ドラマの続きだが、大阪に馴染めない石黒賢を僕らが歓迎会に連れ出した。
そこに石田ゆり子も参加していた。
石田ゆり子は東京から来たエリート社員に好意を持ち始めた。
石黒賢は妻子がいるので、石田ゆり子の事など眼中に無かった。
仕事が終わったら真っ直ぐ家に帰り、妻の藤田朋子に電話入れるのが唯一の楽しみだった。
それがある日、いつものように家に帰って電話をしたら、誰も出ない。
石黒賢は他に男が出来たのではないか・・・その男とホテルに・・・などと悪い想像をしてしまう。

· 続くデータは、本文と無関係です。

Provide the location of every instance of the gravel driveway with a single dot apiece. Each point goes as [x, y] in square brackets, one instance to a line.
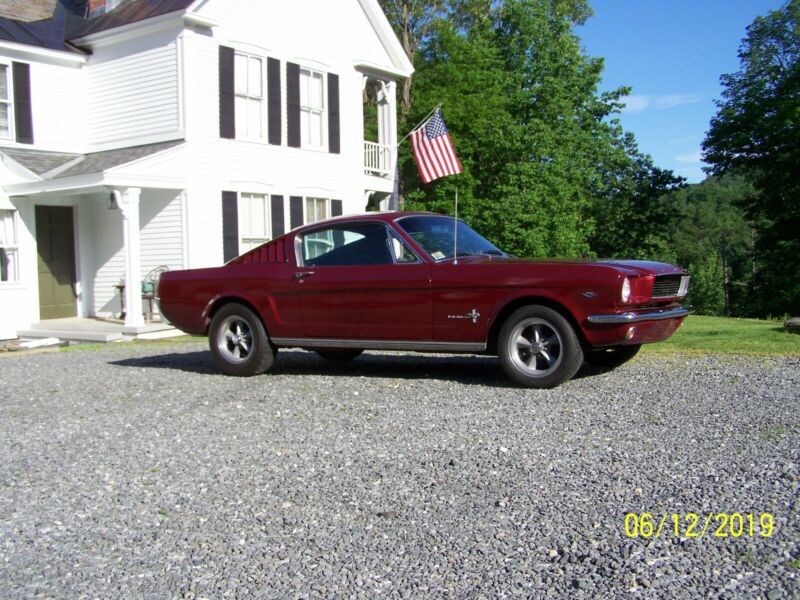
[138, 471]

そんな石黒賢に石田ゆり子が心配して声をかける。そして二人だけで飲みに行った。
その時、石田ゆり子が石黒賢に「好きです」と打ち明けた。
その日以来、石黒賢も意識しだしたが、妻子がいるのでそれ以上進展はしなかった。
しかし、妻に電話してもいない時間が多かった。
これは絶対男が出来たと思い、心配で気が狂いそうになった。
いてもたってもいられず、仕事が終わってから会社の車を借りて、大阪から東京まで車を飛ばした。

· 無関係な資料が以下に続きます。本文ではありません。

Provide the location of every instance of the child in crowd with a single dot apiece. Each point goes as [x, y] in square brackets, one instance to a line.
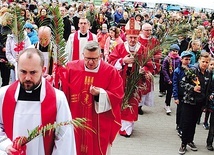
[170, 63]
[178, 92]
[196, 84]
[210, 110]
[195, 50]
[207, 111]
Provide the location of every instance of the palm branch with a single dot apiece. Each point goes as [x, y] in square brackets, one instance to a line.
[42, 130]
[17, 26]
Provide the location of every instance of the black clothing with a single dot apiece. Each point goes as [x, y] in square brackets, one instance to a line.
[67, 28]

あいにくその日は台風が接近して大雨と風の中、必死になって家に帰った。
ドアのチャイムを思いきり何回も鳴らした。
妻の藤田朋子はびっくりして出てきた。
「どうしたのこんなに早く」『お前こそ何してたんだよ』
「何してたって、普通にしてたわ」石黒賢の勝手な想像で結局は何も無かった。
愛するものが離れて暮らすのは、お互いに良くない。
会社の歯車になるより家族と暮すことが大事だと云うドラマだった。
このドラマがきっかけで、石黒賢と石田ゆり子は付き合いだした。
一時ワイドショーで話題になっていた。
ドラマで恋人を演じていたら本当に恋人同士になるもんだなと思った。
ドラマの中で車を運転するシーンがあった。
車は牽引車で引っ張って貰っているので、運転に気は取られないが、
NGだすともう一度梅田から戻ってやり直さないといけないと云うプレッシャーがあった。

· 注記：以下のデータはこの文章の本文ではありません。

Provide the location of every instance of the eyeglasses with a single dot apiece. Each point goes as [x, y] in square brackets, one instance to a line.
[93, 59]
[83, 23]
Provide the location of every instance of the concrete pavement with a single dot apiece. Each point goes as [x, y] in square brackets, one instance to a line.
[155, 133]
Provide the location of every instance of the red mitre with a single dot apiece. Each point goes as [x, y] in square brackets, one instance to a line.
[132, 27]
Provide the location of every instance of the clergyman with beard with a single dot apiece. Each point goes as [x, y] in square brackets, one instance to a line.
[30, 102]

台詞は短いのだが、バックの風景に合わせて喋らないといけないので難しかった。
案の定1回目は台詞とバックが合わなくてNGになった。
御堂筋は一方通行なので、もう一度梅田までに戻ってくるのに1時間掛った。
ドライブがてら石黒賢さんに大阪を案内してあげたりして、すっかり打ち解けた。
新幹線のロケも大変だった。
これは石黒さんが東京に行く時、妻子と社員に別れを云うシーンだが、
台詞がまだ残っているのに新幹線が発車してしまった。
悲しいシーンが大爆笑になった。